A stuffed reindeer.

The Governor's Gift

On 20 November 1694, a delivery was made to the Royal Armoury of a Sámi wearing Sámi clothes and a blue lined cap, reclining in a sleigh being pulled by a reindeer wearing fabric and with a bell beneath its neck.

This distinctive gift was delivered to King Karl XI from the Governor of Västerbotten County, Count Gustaf Douglas (1648–1705). The bell around his neck has long since disappeared. Lost or removed. But most of the Sámi equipage remains. And, yes, the Sámi driving the equipage was not a real-life Sámi, but a model.

In 1694, the King had made an inspection trip to Torneå, where he had met the County Governor. It is reported that they viewed the midnight sun together from the bell tower of Torneå Church on the night of 15 June 1694. It is likely that the gift was presented in connection with this trip. Upon arrival in Stockholm, the equipage was placed in the Royal Armoury in Makalös, the De la Gardie palace.

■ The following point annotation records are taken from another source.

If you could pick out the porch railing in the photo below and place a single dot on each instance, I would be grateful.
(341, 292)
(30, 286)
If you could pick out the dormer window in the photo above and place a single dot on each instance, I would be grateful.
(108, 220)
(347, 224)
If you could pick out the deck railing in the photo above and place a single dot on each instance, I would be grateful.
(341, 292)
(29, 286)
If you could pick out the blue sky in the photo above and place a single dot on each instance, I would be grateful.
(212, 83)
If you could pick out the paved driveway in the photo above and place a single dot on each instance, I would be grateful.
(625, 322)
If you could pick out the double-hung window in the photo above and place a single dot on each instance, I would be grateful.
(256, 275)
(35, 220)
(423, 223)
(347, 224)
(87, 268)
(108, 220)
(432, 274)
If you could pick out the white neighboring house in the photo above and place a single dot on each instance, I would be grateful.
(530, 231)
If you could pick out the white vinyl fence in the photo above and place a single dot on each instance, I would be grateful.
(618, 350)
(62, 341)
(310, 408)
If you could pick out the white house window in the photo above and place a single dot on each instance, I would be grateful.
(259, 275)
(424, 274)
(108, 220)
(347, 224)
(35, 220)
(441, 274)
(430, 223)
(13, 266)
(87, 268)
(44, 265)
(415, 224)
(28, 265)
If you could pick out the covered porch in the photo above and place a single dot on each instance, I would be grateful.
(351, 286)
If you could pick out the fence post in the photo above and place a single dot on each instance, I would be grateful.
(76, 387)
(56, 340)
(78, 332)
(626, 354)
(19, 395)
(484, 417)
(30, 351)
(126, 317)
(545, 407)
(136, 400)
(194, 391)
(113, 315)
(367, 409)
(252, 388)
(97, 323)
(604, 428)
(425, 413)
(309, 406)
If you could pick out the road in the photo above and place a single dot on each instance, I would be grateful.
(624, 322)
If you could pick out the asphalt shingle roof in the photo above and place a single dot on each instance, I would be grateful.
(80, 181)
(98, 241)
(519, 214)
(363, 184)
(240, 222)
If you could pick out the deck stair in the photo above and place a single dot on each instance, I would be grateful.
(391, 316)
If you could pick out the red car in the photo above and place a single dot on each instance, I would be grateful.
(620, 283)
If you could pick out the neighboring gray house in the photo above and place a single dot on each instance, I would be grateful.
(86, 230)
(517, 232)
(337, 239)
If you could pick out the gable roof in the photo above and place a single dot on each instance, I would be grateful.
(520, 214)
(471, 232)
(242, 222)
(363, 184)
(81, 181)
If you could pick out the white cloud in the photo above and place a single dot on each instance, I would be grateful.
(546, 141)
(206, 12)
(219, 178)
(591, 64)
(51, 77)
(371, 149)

Oil painting of a sami in a sled driven by a reindeer,
En same i sin ackja. David Klöcker Ehrenstrahl, 1671. Nationalmuseum (Public Domain).

A newly awakened interest

The northernmost parts of Sweden had attracted the interest of the State during the first half of the 17th century. Silver, for example, had been found at Nasafjäll in 1634, and the vast expanses promised ore deposits.

Another reason for this fascination with the Sámi was Johannes Schefferu’s groundbreaking ethnological depiction of Lapland in 1673 in the book “Lapponia”. The book was written in Latin and translated into French, German, Dutch and English, but not into Swedish.

We cannot know if Gustaf Douglas bought the Sámi equipage or had it created for the King. Sámi craftsmanship was already a commodity in the 17th century, and much sought after among wealthy collectors, especially the Sámi drums, which were referred to at the time as magic drums.

Abraham or not?

Both Ehrenstrahl’s painting of a Sámi in his sleigh (see above) and the carved model in the County Governor’s gift have at times been described as portraits of Abraham Momma Reenstierna (1623–1690). This is probably a retrospective construction. The model, with its high cheekbones and furrowed face, was probably meant to look like a Sámi. There was originally a clay pipe in the hole in the right-hand side of the model’s mouth.

Photo: Jens Mohr, the Royal Armoury/SHM (CC BY-SA 3.0).

What remains

Since arriving at the Royal Armoury towards the end of the 17th century, the artefacts have been moved between several different storerooms, including Fredrikshov Castle and the Palace of the Hereditary Prince. In 1884, the Royal Armoury’s collections were moved to the Royal Palace. There they were put on display until 1906, when they were moved once more and displayed at the Nordic Museum. In 1978, the collections were moved back to the Royal Palace. It is therefore hardly surprising that some of the equipment has been lost or is in very poor condition.